What makes Minnesota distinctive

Minnesota stands out for two things: a hard experience gate and a stacked training regime. To hold a Protective Agent license, the applicant, qualified representative, or Minnesota manager must document at least 6,000 hours as an investigator or protective agent, or in a government investigative or police service. Training is unusually specific for a company-model state: 12 hours of pre-assignment training within 21 days, 6 hours of continuing education every year, and — for armed work — an additional 6 hours of annual weapons training with a live-fire certification, all in board-certified programs. Renewal is actually denied if the license holder can't show every employee met the training. State law also bars badges, uniforms, or advertising that imply government affiliation, and prohibits supplying armed personnel to labor disputes.

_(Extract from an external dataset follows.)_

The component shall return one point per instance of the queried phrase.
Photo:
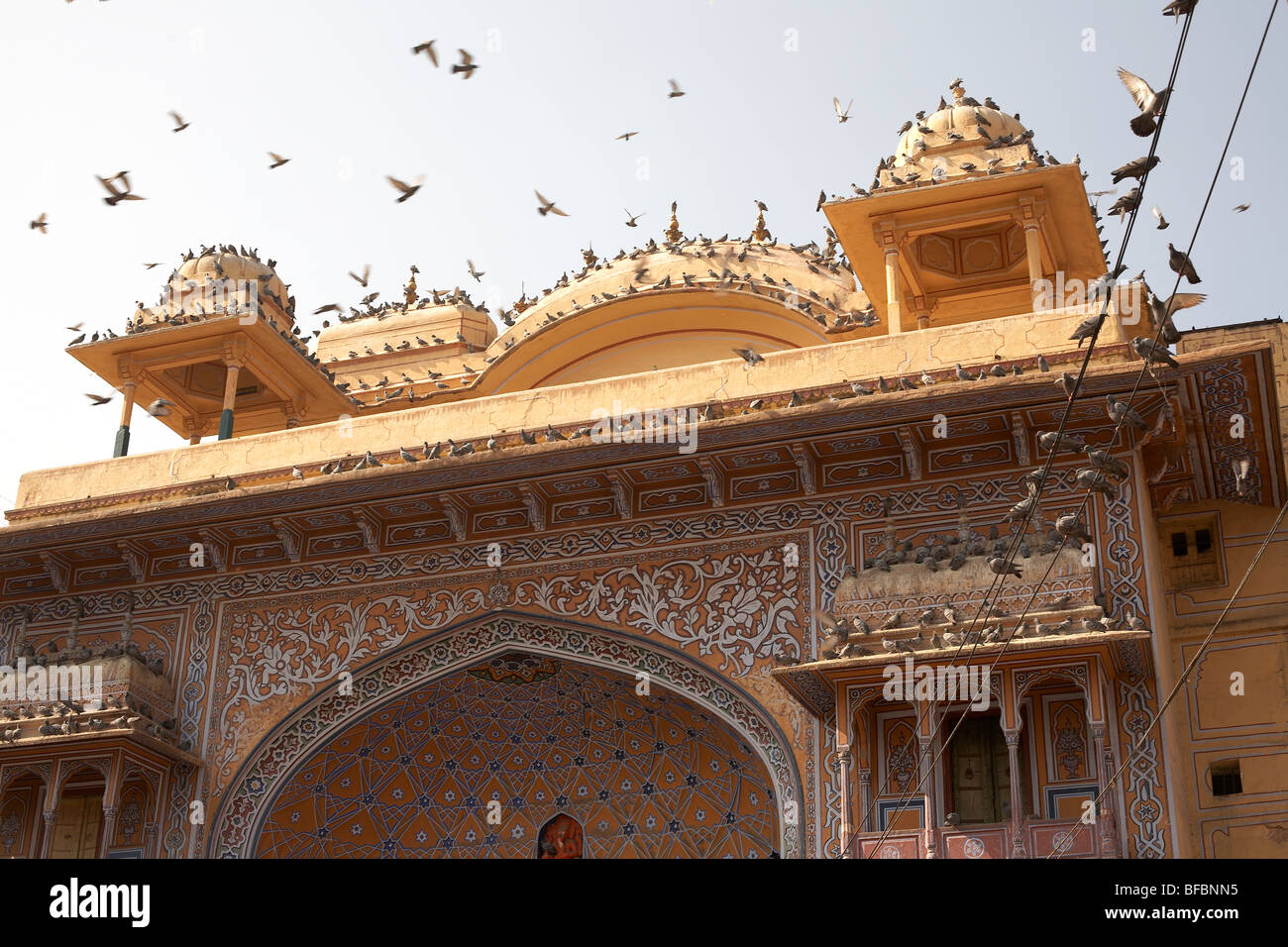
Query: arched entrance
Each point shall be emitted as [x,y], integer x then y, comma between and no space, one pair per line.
[535,719]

Before you hire in Minnesota

Once you've confirmed a provider is licensed and insured, the rest of the vetting is the same everywhere — check training, supervision, references, and pricing, and compare at least three licensed companies on identical scope. Our guide to hiring a security guard company covers the full process, and our cost guide explains what security should cost.

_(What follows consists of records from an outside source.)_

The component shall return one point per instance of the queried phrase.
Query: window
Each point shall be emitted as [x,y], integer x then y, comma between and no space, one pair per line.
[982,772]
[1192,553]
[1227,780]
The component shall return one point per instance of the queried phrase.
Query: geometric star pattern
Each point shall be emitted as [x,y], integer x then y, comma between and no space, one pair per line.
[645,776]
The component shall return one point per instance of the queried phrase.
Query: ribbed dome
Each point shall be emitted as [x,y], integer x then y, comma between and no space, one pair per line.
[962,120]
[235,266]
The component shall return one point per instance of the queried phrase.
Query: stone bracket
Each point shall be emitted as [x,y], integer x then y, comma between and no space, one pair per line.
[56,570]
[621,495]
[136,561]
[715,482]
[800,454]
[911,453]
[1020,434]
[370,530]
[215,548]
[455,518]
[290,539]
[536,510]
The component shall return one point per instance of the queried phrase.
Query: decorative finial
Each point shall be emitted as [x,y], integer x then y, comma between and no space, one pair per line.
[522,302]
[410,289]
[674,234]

Ready to hire in Minnesota? Get free quotes from licensed security companies, or browse verified security companies in your area.

Frequently asked questions

Who licenses security companies in Minnesota?+
In Minnesota, private security is regulated by the the Minnesota Board of Private Detective and Protective Agent Services (under the Department of Public Safety). Companies must hold a Protective Agent Services license, and you can verify one through Minnesota PDB — License Holders.
How do I verify a security company's license in Minnesota?+
Ask the provider for its license number, then look it up on the official source — Minnesota PDB — License Holders — and confirm the record is active, unexpired, matches the business, and shows no disciplinary action. Then verify that the individual guards assigned to you hold current registrations.
What do armed security guards need in Minnesota?+
Armed officers in Minnesota must hold the board's firearms certification (an additional annual weapons course on top of the base license), which involves an additional 6 hours of annual weapons training with a live-fire certification, with a minimum age of 18. This is separate from and in addition to the base guard credential.
What training do security guards need in Minnesota?+
Minnesota requires 12 hours of pre-assignment training within 21 days of hire, plus 6 hours of board-certified continuing education each year. Requirements can change, so confirm the current standard with Minnesota PDB and ask the provider how it documents training.
Is a business license the same as a security license in Minnesota?+
No. A general business license or LLC registration does not authorize security work in Minnesota. The company needs a Protective Agent Services license, and its officers need individual registration. Treat a provider that offers only a general business license as unlicensed for security purposes.
How often should I re-check a security company's license in Minnesota?+
Licenses expire — commonly every one to three years — and can be suspended between renewals, so verification isn't one-and-done. Re-check on Minnesota PDB — License Holders at renewal time, before signing a new contract, and any time you have reason to doubt a provider's standing.